Blocks and modules for Whittaker pairs

TL;DR

This paper develops a general framework for studying Whittaker modules over Lie algebras, including their properties, classifications, and new examples, connecting with broader algebraic structures.

Contribution

It introduces a unified approach to Whittaker modules, constructs new simple modules for specific Lie algebras, and explores their categorical and algebraic properties.

Findings

Block decomposition of Whittaker modules category

Construction of new simple Whittaker modules for Virasoro algebra

Relation of Whittaker modules to Koszul algebras

Abstract

Inspired by recent activities on Whittaker modules over various (Lie) algebras we describe some general framework for the study of Lie algebra modules locally finite over a subalgebra.
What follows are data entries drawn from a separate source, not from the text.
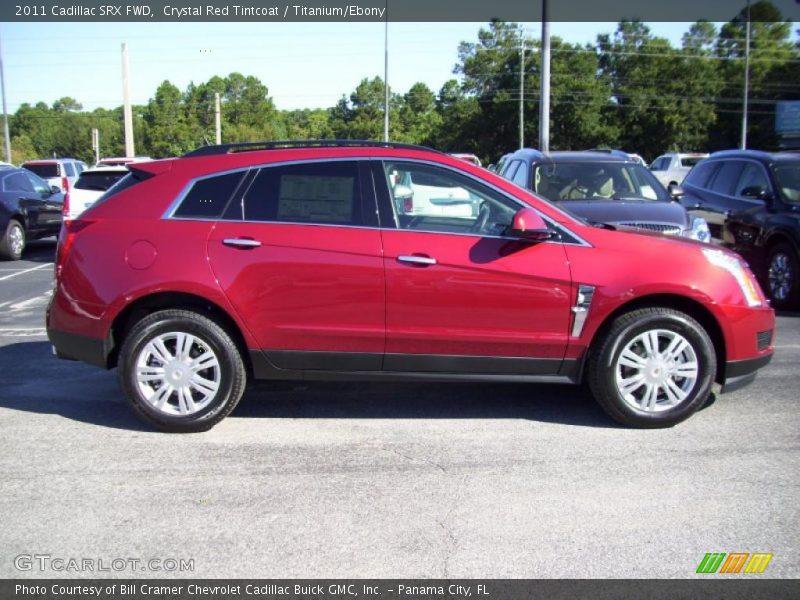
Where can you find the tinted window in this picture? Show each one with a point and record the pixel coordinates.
(565, 181)
(39, 185)
(44, 170)
(753, 179)
(17, 182)
(727, 176)
(320, 193)
(98, 180)
(521, 176)
(701, 174)
(209, 197)
(429, 198)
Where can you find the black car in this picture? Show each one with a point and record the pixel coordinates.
(751, 200)
(607, 187)
(29, 209)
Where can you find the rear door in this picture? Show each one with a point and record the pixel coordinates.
(462, 298)
(298, 254)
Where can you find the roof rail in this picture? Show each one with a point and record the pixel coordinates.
(282, 145)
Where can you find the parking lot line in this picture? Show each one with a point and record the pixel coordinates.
(26, 271)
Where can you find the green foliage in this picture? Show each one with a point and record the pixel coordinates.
(630, 90)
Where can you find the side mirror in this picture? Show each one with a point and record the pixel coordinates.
(756, 192)
(675, 191)
(528, 225)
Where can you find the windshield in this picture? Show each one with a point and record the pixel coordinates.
(788, 178)
(597, 181)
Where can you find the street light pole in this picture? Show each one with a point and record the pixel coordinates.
(544, 100)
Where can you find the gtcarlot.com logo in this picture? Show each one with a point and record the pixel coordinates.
(735, 562)
(48, 562)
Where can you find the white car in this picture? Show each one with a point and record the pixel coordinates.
(92, 184)
(59, 172)
(672, 168)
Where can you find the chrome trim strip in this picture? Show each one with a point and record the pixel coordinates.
(581, 309)
(417, 260)
(242, 242)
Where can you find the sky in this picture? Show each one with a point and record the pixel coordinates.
(304, 65)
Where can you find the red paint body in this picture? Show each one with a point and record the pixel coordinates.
(329, 288)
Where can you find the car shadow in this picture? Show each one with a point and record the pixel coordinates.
(90, 395)
(40, 251)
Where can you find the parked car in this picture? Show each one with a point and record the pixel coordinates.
(603, 187)
(59, 172)
(291, 261)
(120, 161)
(672, 168)
(752, 202)
(29, 209)
(92, 183)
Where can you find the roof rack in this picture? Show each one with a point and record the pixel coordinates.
(282, 145)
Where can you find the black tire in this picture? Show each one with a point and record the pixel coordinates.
(230, 373)
(603, 366)
(9, 250)
(782, 277)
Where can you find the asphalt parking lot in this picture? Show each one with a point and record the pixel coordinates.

As a special case we obtain a very general setup for the study of Whittaker modules, which includes, in particular, Lie algebras with triangular decomposition and simple Lie algebras of Cartan type. We describe some basic properties of Whittaker modules, including a block decomposition of the category of Whittaker modules and certain properties of simple Whittaker modules under some rather mild assumptions. We establish a connection between our general setup and the general setup of Harish-Chandra subalgebras in the sense of Drozd, Futorny and Ovsienko. For Lie algebras with triangular decomposition we construct a family of simple Whittaker modules (roughly depending on the choice of a pair of weights in the dual of the Cartan subalgebra), describe their annihilators and formulate several classification conjectures. In particular, we construct some new simple Whittaker modules for the Virasoro algebra. Finally, we construct a series of simple Whittaker modules for the Lie algebra of derivations of the polynomial algebra, and consider several finite dimensional examples, where we study the category of Whittaker modules over solvable Lie algebras and their relation to Koszul algebras.